Lambert Peter M, Nakata Paul A
USDA/ARS Children's Nutrition Research Center, Department of Pediatrics, Baylor College of Medicine, Houston, TX, 77030-2600.
PLoS One. 2016 Sep 19;11(9):e0163294. doi: 10.1371/journal.pone.0163294. eCollection 2016.

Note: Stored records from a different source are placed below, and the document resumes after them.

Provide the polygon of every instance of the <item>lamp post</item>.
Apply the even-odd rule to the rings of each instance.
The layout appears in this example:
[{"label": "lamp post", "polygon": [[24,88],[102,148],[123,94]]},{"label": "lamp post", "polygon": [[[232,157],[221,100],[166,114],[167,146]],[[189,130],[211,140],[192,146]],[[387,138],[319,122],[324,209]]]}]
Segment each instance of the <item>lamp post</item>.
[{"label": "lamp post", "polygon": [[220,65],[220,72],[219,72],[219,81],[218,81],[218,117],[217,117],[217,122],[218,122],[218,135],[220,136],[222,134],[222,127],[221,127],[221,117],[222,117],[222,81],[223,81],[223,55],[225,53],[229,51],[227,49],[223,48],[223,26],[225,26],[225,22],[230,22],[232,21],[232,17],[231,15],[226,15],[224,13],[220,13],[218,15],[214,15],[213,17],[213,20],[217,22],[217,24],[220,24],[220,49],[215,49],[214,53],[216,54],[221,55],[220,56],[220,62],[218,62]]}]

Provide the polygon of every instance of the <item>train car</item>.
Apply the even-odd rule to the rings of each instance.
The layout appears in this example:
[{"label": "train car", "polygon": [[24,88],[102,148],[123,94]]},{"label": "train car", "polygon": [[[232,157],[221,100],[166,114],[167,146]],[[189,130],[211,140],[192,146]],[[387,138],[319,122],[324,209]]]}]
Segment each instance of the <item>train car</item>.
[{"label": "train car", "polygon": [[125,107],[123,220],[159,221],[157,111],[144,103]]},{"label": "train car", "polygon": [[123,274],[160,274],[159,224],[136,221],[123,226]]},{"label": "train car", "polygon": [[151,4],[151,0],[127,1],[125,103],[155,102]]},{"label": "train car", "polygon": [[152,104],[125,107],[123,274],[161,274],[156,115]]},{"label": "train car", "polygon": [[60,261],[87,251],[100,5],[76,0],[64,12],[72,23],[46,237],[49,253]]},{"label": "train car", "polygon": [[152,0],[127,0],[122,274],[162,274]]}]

Oxalic acid is produced by a variety of organisms ranging from simple microbes to complex animals. This acid has been proposed to fulfill various physiological and pathological functions which vary between organisms. In bacteria from the Burkholderia genus, oxalate secretion has been shown to be quorum sensing dependent and to support pathogenicity and cell viability. In light of the critical roles of oxalate in Burkholderia as well as other organisms, it is surprising that our understanding of how this simple dicarboxylate is biosynthesized remains incomplete. Here we report the expression, purification, and partial characterization of the first intact bacterial oxalate biosynthetic enzyme, Obc1, from B. mallei. An N-terminal His-tagged Bmobc1 was cloned into pDUET, expressed in E. coli BLR (DE3), and the recombinant enzyme purified by affinity chromatography. Oxalate biosynthetic enzyme assays coupled with HPLC analysis revealed that BmObc1 catalyzed the biosynthesis of oxalate, acetoacetate, and free CoA from oxaloacetate and a short chain acyl-CoA following Michaelis-Menten kinetics. Optimal enzyme activity was measured at pH 8.0 and a temperature around 44°C. Kinetic analysis conducted under conditions of saturating acetyl-CoA and varying oxaloacetate concentrations resulted in a calculated Km value for oxaloacetate of 94.3± 9.2 μM (mean ± SE). Under conditions of saturating oxaloacetate concentration and varying acyl-CoA (acetyl- or propionyl-CoA) concentrations kinetic analysis generated a calculated Km value of 26.8 ± 2.3 μM (mean ± SE) for acetyl-CoA and 104.4 ± 12.7 μM for propionyl-CoA. The significantly lower Km for acetyl-CoA suggests that it is strongly favored as a substrate over propionyl-CoA.
草酸由从简单微生物到复杂动物等多种生物体产生。有人提出这种酸具有多种生理和病理功能,这些功能在不同生物体之间有所不同。在伯克霍尔德菌属的细菌中,草酸盐分泌已被证明依赖群体感应,并支持致病性和细胞活力。鉴于草酸盐在伯克霍尔德菌以及其他生物体中的关键作用,令人惊讶的是,我们对这种简单二羧酸的生物合成方式的理解仍然不完整。在这里,我们报告了来自鼻疽伯克霍尔德菌的首个完整细菌草酸生物合成酶Obc1的表达、纯化及部分特性分析。将N端带有His标签的Bmobc1克隆到pDUET中,在大肠杆菌BLR(DE3)中表达,并用亲和色谱法纯化重组酶。草酸生物合成酶测定结合HPLC分析表明,BmObc1按照米氏动力学催化从草酰乙酸和短链酰基辅酶A生物合成草酸、乙酰乙酸和游离辅酶A。在pH 8.0和44°C左右的温度下测得最佳酶活性。在乙酰辅酶A饱和且草酰乙酸浓度变化的条件下进行动力学分析,得出草酰乙酸的计算Km值为94.3±9.2μM(平均值±标准误)。在草酰乙酸浓度饱和且酰基辅酶A(乙酰或丙酰辅酶A)浓度变化的条件下进行动力学分析,得出乙酰辅酶A的计算Km值为26.8±2.3μM(平均值±标准误),丙酰辅酶A的计算Km值为104.4±12.7μM。乙酰辅酶A的Km值显著更低,这表明它作为底物比丙酰辅酶A更受青睐。